Friday 10 September 2010

Resilience Rankings

Research for the BBC has identified the places most vulnerable to spending cuts. I am not sure it throws up that many surprises. As the Guardian puts it: "Assessing more than 30 separate measures of a local authority's ability to withstand tougher economic times, the report found that poor areas still feeling the effects of the recessions of the 1980s and 1990s were likely to be hardest hit."

The initial shocks in the 1980s were big, but this does highlight the issue that 30 years of intervention has done very little to address the problem. There seem to be two takes on this. One is to say we haven't spent enough and that the UK is sufficiently small that anywhere can be turned around. The other is to suggest that the shocks represented a fundamental shift that reasonable policy expenditure will struggle to ever address. My feeling is that the impact of this recession gives further strength to the latter argument.

Monday 6 September 2010

NICs Holidays

Not some new, soon to be broke holiday company, but the government's National Insurance Contributions holiday scheme which started today.

According to HMRC: "The ‘Regional Employer NICs Holiday for New Businesses’ offers substantial reductions in employer NICs for new businesses in those parts of the UK most reliant on public sector employment." Looking at the list of eligible regions, this turns out to be the whole of GB except for the SE region and London.

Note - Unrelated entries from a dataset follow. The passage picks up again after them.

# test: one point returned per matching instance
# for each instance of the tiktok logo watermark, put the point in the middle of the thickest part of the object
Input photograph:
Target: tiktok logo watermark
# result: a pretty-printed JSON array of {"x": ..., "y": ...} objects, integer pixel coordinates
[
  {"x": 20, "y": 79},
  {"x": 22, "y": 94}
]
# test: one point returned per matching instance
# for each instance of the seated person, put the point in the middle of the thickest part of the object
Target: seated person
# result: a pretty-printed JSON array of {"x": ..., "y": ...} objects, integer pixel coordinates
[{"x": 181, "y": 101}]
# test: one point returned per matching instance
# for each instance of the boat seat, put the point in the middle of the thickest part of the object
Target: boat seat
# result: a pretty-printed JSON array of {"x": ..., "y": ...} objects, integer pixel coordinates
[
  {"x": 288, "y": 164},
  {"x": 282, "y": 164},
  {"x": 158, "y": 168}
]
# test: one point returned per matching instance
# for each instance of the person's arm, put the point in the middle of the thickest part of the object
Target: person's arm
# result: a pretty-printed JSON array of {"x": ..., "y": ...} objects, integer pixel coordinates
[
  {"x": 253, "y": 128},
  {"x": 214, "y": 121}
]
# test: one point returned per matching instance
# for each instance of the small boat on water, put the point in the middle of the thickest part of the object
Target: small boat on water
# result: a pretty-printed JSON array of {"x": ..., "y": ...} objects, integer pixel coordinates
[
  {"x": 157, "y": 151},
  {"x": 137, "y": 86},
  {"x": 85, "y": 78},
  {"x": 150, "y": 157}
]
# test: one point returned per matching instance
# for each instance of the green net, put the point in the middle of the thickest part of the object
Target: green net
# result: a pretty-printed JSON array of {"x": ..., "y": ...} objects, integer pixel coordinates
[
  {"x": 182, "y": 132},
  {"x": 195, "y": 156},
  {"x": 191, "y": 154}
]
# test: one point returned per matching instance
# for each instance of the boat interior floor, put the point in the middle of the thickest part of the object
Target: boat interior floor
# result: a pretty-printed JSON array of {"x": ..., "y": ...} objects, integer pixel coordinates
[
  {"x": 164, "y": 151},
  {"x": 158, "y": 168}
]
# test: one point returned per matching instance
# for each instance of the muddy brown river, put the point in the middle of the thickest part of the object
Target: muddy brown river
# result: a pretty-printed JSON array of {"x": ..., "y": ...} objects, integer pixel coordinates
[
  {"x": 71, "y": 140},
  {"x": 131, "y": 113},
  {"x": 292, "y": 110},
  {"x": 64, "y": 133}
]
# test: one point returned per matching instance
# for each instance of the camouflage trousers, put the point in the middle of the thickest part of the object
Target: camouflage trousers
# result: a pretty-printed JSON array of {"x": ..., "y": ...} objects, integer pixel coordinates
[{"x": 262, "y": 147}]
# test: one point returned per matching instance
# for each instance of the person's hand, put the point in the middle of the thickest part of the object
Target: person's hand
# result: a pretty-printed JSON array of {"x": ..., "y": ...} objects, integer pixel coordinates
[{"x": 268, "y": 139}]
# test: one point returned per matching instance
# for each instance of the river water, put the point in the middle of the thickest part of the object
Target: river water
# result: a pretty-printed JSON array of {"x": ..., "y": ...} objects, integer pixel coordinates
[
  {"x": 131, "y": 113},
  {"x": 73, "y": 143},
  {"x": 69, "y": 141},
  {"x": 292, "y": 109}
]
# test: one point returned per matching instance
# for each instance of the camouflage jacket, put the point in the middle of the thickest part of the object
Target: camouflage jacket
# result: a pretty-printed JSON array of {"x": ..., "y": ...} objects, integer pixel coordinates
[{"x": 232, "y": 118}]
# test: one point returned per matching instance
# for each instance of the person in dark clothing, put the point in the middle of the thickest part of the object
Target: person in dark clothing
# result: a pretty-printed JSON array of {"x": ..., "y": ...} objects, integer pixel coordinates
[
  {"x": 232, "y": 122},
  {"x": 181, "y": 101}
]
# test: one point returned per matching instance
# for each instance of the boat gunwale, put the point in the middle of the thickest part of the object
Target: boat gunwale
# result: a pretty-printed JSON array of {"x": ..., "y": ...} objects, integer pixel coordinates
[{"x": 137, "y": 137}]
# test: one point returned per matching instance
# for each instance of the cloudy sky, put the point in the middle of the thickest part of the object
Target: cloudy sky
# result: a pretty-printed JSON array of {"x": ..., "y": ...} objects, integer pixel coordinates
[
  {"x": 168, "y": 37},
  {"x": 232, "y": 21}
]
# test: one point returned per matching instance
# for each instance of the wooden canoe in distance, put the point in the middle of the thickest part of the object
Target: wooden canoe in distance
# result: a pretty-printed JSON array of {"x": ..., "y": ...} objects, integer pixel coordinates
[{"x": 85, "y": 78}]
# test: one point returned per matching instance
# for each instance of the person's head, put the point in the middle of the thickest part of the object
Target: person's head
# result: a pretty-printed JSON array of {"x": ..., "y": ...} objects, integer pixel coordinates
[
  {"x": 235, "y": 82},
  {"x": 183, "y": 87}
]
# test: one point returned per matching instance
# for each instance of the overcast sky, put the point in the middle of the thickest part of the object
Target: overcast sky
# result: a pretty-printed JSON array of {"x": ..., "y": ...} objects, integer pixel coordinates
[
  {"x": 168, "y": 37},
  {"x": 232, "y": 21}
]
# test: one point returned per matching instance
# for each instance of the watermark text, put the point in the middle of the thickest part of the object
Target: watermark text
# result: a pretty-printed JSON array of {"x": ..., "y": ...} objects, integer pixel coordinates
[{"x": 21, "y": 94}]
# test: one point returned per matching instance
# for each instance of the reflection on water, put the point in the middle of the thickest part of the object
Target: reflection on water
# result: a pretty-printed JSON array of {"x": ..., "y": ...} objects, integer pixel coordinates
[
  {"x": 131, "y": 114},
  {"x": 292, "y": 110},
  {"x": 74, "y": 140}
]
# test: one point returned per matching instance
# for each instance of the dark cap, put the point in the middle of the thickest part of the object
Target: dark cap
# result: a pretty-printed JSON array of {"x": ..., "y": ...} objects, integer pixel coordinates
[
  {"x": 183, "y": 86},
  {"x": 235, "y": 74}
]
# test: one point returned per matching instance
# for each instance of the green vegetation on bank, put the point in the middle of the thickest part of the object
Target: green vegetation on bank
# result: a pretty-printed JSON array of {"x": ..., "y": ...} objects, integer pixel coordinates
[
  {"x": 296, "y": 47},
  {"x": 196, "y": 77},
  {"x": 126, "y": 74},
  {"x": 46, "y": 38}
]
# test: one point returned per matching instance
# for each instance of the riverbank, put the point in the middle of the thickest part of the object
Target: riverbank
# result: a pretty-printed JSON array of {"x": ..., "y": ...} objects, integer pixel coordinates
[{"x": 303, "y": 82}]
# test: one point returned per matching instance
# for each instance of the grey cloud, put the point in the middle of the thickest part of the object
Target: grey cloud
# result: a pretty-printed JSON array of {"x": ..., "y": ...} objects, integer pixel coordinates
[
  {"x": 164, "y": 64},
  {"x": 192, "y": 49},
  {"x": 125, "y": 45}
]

My understanding of the (now quite old) evidence on regional employment subsidies was that they did have an impact but that the costs per job created were quite high. I imagine that will be the case with this holiday as well. It's an employment subsidy, so we expect some positive impacts, but because there will be plenty of deadweight (businesses that would have started anyhow) and quite a lot of displacement (new subsidised businesses driving out old) the net impact will be considerably smaller than the gross impact. It will be interesting to see how the effects play out.